Chris Barrett, Singapore – A decade after being unseated, Jose Ramos-Horta is headed for a return to East Timor's presidential palace from where he will be charged with resolving the country's bitter political feud.

The Nobel Peace laureate and former president was only 30,000 votes short of securing a decisive majority in last month's first round of the presidential election against 15 other candidates.

But having been forced into a run-off against incumbent president Francisco "Lu Olo" Guterres this week, the 72-year-old held a commanding lead as vote-counting reached its final stages on Wednesday.

With 70 per cent of the count complete, Ramos-Horta led by 21 percentage points, according to data published by East Timor's electoral commission.

"The results don't surprise me and my main supporters, given the level of support given to my campaign in the whole country and our own polls in the last few months, even at township level," he told Portuguese news agency Lusa.

Ramos-Horta, who was president between 2007 and 2012, had not officially claimed victory but his opponent appeared resigned to defeat.

"It was the people's choice and should this result confirm Ramos-Horta's victory, I have to respect it," Guterres said.

Casting his vote earlier, Ramos-Horta said "people in East Timor want a new leader to solve the economic problems in this country".

One of the country's historic independence figures, he was backed in his campaign against Fretilin's Guterres by former guerilla leader Xanana Gusmao, himself a former prime minister and the young country's first president.

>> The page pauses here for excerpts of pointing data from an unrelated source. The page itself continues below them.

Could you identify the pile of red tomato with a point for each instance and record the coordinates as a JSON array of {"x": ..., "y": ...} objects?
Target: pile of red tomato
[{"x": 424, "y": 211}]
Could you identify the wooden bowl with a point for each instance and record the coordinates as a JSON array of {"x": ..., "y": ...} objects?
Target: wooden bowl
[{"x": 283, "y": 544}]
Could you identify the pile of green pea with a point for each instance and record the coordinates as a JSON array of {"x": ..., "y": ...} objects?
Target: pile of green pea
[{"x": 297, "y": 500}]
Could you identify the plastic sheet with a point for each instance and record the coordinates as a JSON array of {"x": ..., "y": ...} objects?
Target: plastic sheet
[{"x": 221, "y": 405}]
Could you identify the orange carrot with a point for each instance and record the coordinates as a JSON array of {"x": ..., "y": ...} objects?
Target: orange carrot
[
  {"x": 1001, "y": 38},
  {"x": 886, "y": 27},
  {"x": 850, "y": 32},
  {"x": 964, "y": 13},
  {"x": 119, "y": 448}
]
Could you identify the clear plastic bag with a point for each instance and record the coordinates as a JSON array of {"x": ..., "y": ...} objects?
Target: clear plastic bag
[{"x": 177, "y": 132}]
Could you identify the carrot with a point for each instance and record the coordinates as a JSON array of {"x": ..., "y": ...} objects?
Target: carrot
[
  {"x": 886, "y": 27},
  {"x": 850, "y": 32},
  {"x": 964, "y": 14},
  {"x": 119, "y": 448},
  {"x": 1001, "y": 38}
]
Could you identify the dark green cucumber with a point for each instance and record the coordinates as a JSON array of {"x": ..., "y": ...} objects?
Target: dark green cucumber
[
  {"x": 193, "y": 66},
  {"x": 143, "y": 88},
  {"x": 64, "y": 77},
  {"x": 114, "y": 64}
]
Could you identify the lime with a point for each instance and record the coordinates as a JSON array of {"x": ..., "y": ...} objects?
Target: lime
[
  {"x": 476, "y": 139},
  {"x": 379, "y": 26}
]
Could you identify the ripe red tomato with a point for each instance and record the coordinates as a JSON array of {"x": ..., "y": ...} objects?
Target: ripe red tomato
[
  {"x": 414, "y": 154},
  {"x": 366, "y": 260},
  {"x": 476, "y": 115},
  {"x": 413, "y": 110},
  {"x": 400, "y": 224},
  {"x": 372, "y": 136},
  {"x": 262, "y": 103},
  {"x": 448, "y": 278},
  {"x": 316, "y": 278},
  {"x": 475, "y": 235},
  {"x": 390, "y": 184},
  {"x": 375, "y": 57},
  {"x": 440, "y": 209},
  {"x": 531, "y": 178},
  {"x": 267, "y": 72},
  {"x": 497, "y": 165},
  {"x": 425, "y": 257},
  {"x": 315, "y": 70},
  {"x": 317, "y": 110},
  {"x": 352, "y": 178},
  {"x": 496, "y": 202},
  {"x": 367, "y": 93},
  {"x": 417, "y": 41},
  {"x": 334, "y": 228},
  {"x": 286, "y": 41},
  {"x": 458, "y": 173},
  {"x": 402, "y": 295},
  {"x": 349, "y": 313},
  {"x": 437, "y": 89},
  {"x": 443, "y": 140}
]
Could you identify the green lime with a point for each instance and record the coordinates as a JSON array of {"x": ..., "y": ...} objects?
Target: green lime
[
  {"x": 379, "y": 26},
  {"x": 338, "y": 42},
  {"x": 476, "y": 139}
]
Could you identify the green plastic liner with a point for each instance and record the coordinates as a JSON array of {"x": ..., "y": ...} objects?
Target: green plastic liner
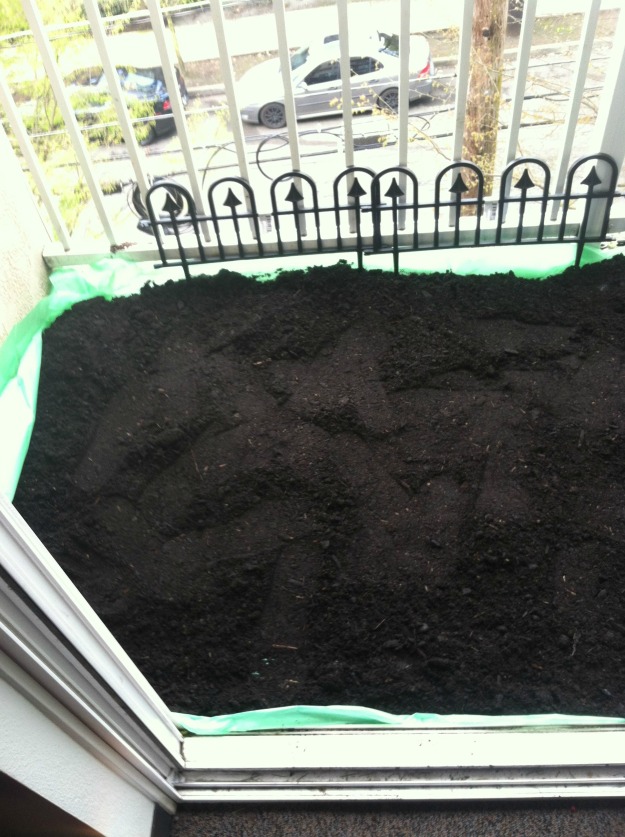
[{"x": 310, "y": 717}]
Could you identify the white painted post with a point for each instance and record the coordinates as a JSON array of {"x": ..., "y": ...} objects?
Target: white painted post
[
  {"x": 58, "y": 88},
  {"x": 404, "y": 81},
  {"x": 228, "y": 80},
  {"x": 609, "y": 133},
  {"x": 285, "y": 69},
  {"x": 171, "y": 82},
  {"x": 346, "y": 85},
  {"x": 462, "y": 78},
  {"x": 577, "y": 92},
  {"x": 520, "y": 77},
  {"x": 37, "y": 173},
  {"x": 110, "y": 71}
]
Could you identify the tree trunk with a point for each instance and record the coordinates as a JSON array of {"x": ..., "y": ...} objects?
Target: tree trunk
[{"x": 484, "y": 96}]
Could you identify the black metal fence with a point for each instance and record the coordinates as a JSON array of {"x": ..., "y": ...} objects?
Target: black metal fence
[{"x": 366, "y": 213}]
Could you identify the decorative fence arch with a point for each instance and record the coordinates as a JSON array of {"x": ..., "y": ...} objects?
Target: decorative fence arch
[{"x": 382, "y": 213}]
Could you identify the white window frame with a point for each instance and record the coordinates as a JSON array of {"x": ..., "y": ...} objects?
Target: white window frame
[{"x": 51, "y": 634}]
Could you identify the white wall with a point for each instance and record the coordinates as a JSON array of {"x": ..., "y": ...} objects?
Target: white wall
[
  {"x": 38, "y": 752},
  {"x": 23, "y": 275}
]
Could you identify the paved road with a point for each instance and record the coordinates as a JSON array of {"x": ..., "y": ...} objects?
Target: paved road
[{"x": 252, "y": 33}]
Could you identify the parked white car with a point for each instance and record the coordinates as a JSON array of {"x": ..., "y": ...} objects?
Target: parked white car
[{"x": 316, "y": 76}]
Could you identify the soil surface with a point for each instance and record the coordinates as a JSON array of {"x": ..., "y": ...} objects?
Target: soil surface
[{"x": 342, "y": 488}]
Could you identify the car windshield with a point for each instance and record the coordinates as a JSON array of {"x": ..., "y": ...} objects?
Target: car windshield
[
  {"x": 137, "y": 81},
  {"x": 300, "y": 57}
]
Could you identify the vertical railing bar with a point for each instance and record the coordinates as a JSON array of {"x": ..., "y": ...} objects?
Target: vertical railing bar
[
  {"x": 58, "y": 88},
  {"x": 583, "y": 60},
  {"x": 404, "y": 82},
  {"x": 462, "y": 78},
  {"x": 462, "y": 91},
  {"x": 285, "y": 67},
  {"x": 227, "y": 75},
  {"x": 403, "y": 112},
  {"x": 136, "y": 157},
  {"x": 171, "y": 82},
  {"x": 609, "y": 134},
  {"x": 33, "y": 164},
  {"x": 346, "y": 85},
  {"x": 520, "y": 77},
  {"x": 289, "y": 97}
]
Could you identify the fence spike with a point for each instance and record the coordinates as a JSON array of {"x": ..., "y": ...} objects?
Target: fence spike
[{"x": 524, "y": 182}]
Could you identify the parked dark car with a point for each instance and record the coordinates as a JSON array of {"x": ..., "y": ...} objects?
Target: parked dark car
[{"x": 88, "y": 89}]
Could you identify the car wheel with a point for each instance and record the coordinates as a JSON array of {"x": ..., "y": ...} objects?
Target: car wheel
[
  {"x": 150, "y": 136},
  {"x": 389, "y": 100},
  {"x": 272, "y": 115}
]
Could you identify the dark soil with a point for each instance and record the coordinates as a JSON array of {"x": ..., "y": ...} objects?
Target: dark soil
[{"x": 347, "y": 488}]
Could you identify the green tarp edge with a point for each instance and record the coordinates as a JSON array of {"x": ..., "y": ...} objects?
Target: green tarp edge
[
  {"x": 20, "y": 360},
  {"x": 300, "y": 717}
]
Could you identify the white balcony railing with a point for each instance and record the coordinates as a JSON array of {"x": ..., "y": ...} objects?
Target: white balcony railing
[{"x": 561, "y": 100}]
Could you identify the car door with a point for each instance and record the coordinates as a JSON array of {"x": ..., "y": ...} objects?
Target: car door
[
  {"x": 366, "y": 72},
  {"x": 319, "y": 92}
]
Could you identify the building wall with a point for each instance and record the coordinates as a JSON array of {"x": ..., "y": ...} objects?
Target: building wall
[
  {"x": 83, "y": 781},
  {"x": 23, "y": 275}
]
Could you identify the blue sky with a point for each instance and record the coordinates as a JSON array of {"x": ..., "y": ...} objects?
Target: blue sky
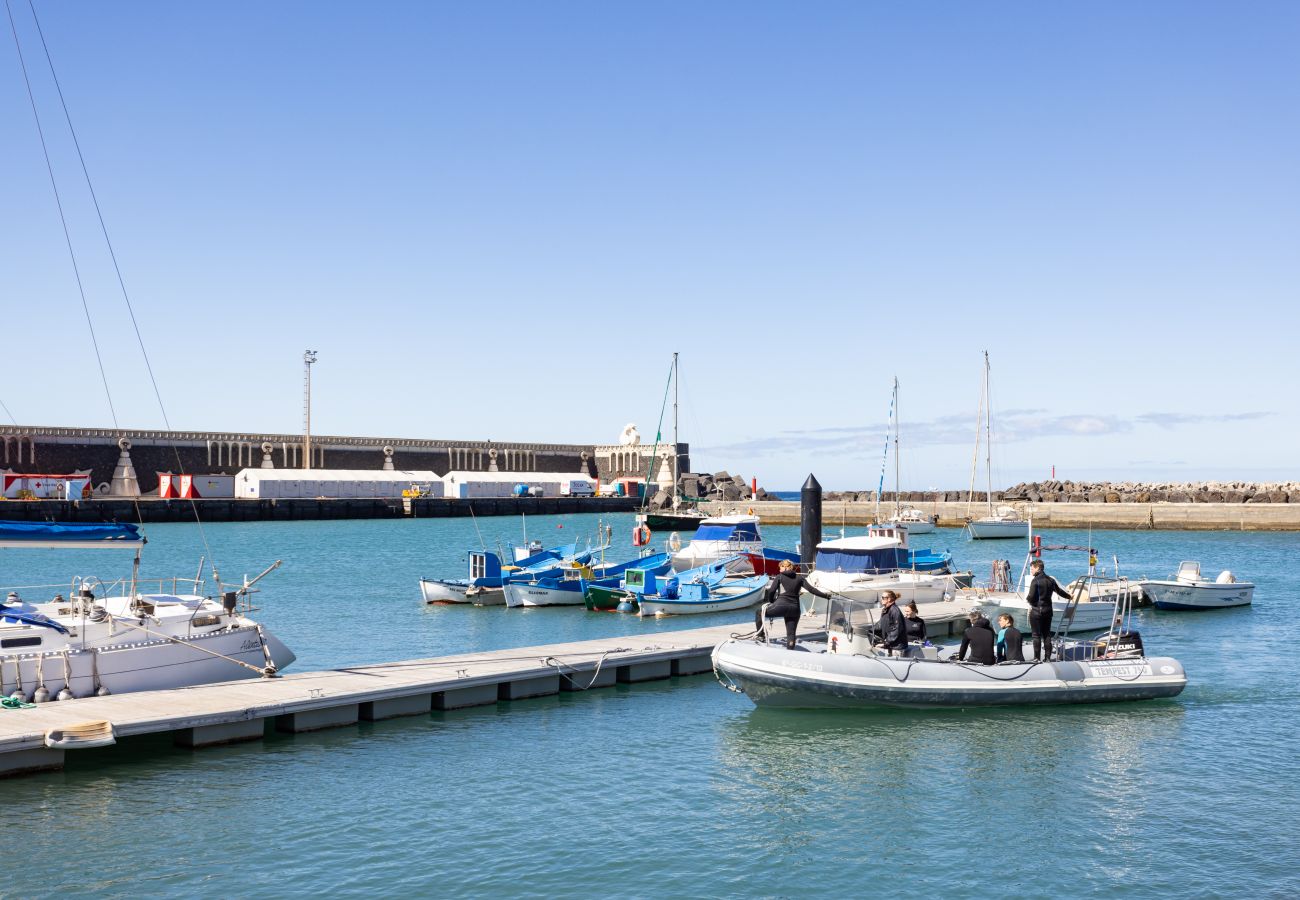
[{"x": 499, "y": 220}]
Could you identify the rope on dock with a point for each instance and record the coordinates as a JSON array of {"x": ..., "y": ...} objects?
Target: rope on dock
[{"x": 559, "y": 666}]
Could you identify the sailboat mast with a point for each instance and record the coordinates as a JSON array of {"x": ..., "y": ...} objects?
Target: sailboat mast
[
  {"x": 676, "y": 462},
  {"x": 979, "y": 420},
  {"x": 988, "y": 437},
  {"x": 897, "y": 464}
]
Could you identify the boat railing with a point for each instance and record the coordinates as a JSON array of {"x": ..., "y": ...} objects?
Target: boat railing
[{"x": 120, "y": 587}]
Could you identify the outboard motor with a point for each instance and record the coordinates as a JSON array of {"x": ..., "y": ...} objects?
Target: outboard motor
[{"x": 1125, "y": 644}]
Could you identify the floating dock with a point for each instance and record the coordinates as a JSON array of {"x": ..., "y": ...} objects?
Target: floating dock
[{"x": 245, "y": 710}]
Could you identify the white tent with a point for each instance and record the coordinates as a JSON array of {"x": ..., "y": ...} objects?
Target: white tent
[
  {"x": 332, "y": 483},
  {"x": 502, "y": 484}
]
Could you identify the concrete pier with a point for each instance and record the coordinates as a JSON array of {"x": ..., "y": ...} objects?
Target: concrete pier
[
  {"x": 1157, "y": 516},
  {"x": 235, "y": 712}
]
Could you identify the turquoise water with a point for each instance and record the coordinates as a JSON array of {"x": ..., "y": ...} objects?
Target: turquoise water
[{"x": 680, "y": 788}]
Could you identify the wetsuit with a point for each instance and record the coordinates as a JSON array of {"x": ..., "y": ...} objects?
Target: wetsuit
[
  {"x": 978, "y": 639},
  {"x": 1009, "y": 645},
  {"x": 893, "y": 628},
  {"x": 1039, "y": 598},
  {"x": 785, "y": 588}
]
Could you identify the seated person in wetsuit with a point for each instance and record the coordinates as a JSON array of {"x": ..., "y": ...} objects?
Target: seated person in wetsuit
[
  {"x": 785, "y": 589},
  {"x": 915, "y": 624},
  {"x": 978, "y": 639},
  {"x": 1008, "y": 644},
  {"x": 893, "y": 626}
]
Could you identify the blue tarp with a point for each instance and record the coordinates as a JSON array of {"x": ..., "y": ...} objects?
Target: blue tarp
[
  {"x": 48, "y": 532},
  {"x": 885, "y": 559},
  {"x": 21, "y": 618},
  {"x": 746, "y": 531}
]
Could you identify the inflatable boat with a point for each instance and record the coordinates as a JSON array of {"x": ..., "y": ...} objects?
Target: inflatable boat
[{"x": 848, "y": 670}]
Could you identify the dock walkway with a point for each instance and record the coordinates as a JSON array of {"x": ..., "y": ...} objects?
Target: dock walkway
[{"x": 243, "y": 710}]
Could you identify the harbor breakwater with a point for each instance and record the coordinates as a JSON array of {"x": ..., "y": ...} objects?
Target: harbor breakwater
[
  {"x": 1257, "y": 515},
  {"x": 302, "y": 509}
]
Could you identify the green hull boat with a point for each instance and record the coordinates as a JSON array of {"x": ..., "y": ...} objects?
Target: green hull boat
[{"x": 605, "y": 598}]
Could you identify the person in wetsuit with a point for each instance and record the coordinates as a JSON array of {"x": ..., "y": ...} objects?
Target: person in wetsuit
[
  {"x": 1039, "y": 597},
  {"x": 785, "y": 589},
  {"x": 915, "y": 624},
  {"x": 978, "y": 639},
  {"x": 1009, "y": 641},
  {"x": 893, "y": 626}
]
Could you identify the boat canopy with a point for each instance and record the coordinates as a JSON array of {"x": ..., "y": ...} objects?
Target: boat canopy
[
  {"x": 854, "y": 559},
  {"x": 741, "y": 531},
  {"x": 50, "y": 535}
]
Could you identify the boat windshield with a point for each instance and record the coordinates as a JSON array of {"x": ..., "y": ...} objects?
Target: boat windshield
[
  {"x": 841, "y": 613},
  {"x": 883, "y": 559}
]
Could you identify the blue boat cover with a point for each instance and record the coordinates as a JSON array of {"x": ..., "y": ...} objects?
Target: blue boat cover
[
  {"x": 53, "y": 532},
  {"x": 18, "y": 617},
  {"x": 746, "y": 531},
  {"x": 885, "y": 559}
]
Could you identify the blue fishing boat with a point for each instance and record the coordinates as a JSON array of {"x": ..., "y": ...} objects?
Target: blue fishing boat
[
  {"x": 488, "y": 575},
  {"x": 710, "y": 588},
  {"x": 567, "y": 585}
]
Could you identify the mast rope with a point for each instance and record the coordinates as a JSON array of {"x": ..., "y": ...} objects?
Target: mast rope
[{"x": 112, "y": 254}]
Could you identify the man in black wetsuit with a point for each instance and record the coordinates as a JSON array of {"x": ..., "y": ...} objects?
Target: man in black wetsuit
[
  {"x": 893, "y": 626},
  {"x": 978, "y": 639},
  {"x": 1039, "y": 597},
  {"x": 785, "y": 588}
]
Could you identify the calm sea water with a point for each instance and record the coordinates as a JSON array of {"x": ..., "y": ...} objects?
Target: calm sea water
[{"x": 680, "y": 788}]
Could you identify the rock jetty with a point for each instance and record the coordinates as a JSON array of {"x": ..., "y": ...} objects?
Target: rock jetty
[
  {"x": 719, "y": 485},
  {"x": 1165, "y": 492}
]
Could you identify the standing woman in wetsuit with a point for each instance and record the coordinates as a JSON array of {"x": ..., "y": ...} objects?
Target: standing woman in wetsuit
[{"x": 785, "y": 588}]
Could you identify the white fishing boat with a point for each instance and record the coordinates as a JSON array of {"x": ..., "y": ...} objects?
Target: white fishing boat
[
  {"x": 719, "y": 537},
  {"x": 1188, "y": 591},
  {"x": 861, "y": 567},
  {"x": 913, "y": 520},
  {"x": 1004, "y": 522},
  {"x": 846, "y": 670},
  {"x": 91, "y": 637}
]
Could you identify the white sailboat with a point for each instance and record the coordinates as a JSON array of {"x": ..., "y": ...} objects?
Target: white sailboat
[
  {"x": 85, "y": 636},
  {"x": 911, "y": 520},
  {"x": 120, "y": 636},
  {"x": 1004, "y": 520}
]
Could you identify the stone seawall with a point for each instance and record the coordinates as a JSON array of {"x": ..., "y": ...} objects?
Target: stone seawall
[
  {"x": 1174, "y": 516},
  {"x": 274, "y": 510}
]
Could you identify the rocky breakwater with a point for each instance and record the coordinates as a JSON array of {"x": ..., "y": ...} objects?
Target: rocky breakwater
[
  {"x": 1132, "y": 492},
  {"x": 716, "y": 487}
]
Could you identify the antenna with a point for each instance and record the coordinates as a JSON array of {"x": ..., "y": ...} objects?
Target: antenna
[{"x": 308, "y": 360}]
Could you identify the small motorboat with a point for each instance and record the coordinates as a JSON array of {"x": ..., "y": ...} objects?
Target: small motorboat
[
  {"x": 713, "y": 588},
  {"x": 849, "y": 671},
  {"x": 863, "y": 566},
  {"x": 486, "y": 576},
  {"x": 1001, "y": 523},
  {"x": 913, "y": 520},
  {"x": 728, "y": 536},
  {"x": 1188, "y": 591}
]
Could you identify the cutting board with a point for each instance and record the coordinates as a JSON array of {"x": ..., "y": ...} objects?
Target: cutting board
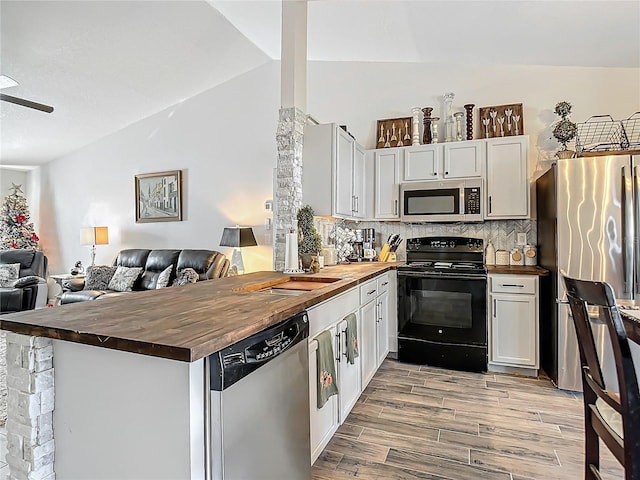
[{"x": 296, "y": 285}]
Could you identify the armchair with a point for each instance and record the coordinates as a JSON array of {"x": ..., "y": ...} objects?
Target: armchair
[{"x": 29, "y": 290}]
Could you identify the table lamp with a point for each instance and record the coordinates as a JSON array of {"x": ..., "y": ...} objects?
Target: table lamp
[
  {"x": 238, "y": 237},
  {"x": 94, "y": 236}
]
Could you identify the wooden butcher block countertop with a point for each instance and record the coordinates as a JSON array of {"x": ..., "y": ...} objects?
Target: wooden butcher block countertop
[{"x": 184, "y": 323}]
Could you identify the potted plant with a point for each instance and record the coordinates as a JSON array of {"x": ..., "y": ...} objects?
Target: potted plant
[
  {"x": 565, "y": 130},
  {"x": 309, "y": 243}
]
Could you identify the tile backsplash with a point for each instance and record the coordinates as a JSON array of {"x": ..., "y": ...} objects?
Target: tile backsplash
[{"x": 502, "y": 233}]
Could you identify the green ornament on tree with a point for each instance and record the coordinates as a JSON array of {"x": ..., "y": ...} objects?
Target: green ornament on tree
[
  {"x": 310, "y": 243},
  {"x": 15, "y": 229},
  {"x": 565, "y": 130}
]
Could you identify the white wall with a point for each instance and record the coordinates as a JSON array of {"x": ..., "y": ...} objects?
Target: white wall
[
  {"x": 359, "y": 94},
  {"x": 10, "y": 176},
  {"x": 223, "y": 140}
]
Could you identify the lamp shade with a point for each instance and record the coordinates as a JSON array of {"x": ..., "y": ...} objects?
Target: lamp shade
[
  {"x": 238, "y": 237},
  {"x": 94, "y": 236}
]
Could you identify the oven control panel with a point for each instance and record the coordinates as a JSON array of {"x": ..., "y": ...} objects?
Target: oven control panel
[{"x": 444, "y": 243}]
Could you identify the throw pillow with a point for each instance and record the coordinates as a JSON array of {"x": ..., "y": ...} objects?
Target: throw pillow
[
  {"x": 124, "y": 278},
  {"x": 163, "y": 278},
  {"x": 8, "y": 273},
  {"x": 25, "y": 281},
  {"x": 186, "y": 275},
  {"x": 98, "y": 277}
]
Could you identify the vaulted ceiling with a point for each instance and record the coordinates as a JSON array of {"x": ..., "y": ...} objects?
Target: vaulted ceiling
[{"x": 104, "y": 65}]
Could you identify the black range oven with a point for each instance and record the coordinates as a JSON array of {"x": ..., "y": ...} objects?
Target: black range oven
[{"x": 442, "y": 303}]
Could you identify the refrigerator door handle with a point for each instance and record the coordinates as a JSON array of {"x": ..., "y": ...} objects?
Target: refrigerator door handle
[
  {"x": 627, "y": 233},
  {"x": 636, "y": 237}
]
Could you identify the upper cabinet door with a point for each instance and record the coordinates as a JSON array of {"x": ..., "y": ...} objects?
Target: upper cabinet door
[
  {"x": 387, "y": 184},
  {"x": 507, "y": 177},
  {"x": 422, "y": 162},
  {"x": 359, "y": 175},
  {"x": 344, "y": 203},
  {"x": 463, "y": 159}
]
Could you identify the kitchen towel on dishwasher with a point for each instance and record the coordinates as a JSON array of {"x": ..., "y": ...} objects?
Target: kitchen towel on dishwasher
[
  {"x": 325, "y": 368},
  {"x": 352, "y": 338}
]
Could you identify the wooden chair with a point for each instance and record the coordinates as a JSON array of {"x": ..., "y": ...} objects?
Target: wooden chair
[{"x": 614, "y": 418}]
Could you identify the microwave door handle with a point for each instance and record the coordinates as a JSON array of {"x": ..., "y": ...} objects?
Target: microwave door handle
[
  {"x": 627, "y": 233},
  {"x": 636, "y": 239}
]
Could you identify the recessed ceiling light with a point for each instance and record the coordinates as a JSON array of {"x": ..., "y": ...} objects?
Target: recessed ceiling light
[{"x": 6, "y": 82}]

The question is whether Ramos-Horta will return the favour and heed the call by Gusmao's party – the National Congress for Timorese Reconstruction – to dissolve parliament and bring forward fresh parliamentary elections, which are due next year.

Gusmao's party had been part of a multi-party ruling alliance until 2020 when it rejected the government's budget, triggering the collapse of the coalition and the resignation of Prime Minister Taur Matan Ruak.

Ruak ultimately stayed on to oversee the response to the coronavirus pandemic, heading a realigned governing bloc comprising his People's Liberation Party, rural party Khunto and Fretilin, the party that led resistance to Indonesian rule and has been a major political force in the 20 years since independence.

The government has, however, operated without an annual budget, relying on monthly instalments from its sovereign petroleum fund, and is regarded as illegitimate by Gusmao.

"Ramos-Horta's chief backers want to see early elections but the new president needs to also bring a mind to unifying the country so he'll have other priorities. He'll have to make a decision about whether he simply pushes the line of the party that backed him or tries to build a new coalition based around [Gusmao's party] in the current parliament," said Professor Michael Leach, an expert in East Timor politics at Swinburne University of Technology.

Negotiating a new alliance including Gusmao's party "would certainly be a constitutionally and politically easier pathway", Leach said.

Ramos-Horta said voters had given a resounding verdict on the government's response to the pandemic.

"The government could not manage the economic crisis which was a big part of the consequences of COVID," he told Lusa. "Even having at their disposal oil revenues, the economic, social and humanitarian crisis could have been better managed."

The new president is due to be sworn in on May 20, the 20th anniversary of the restoration of independence.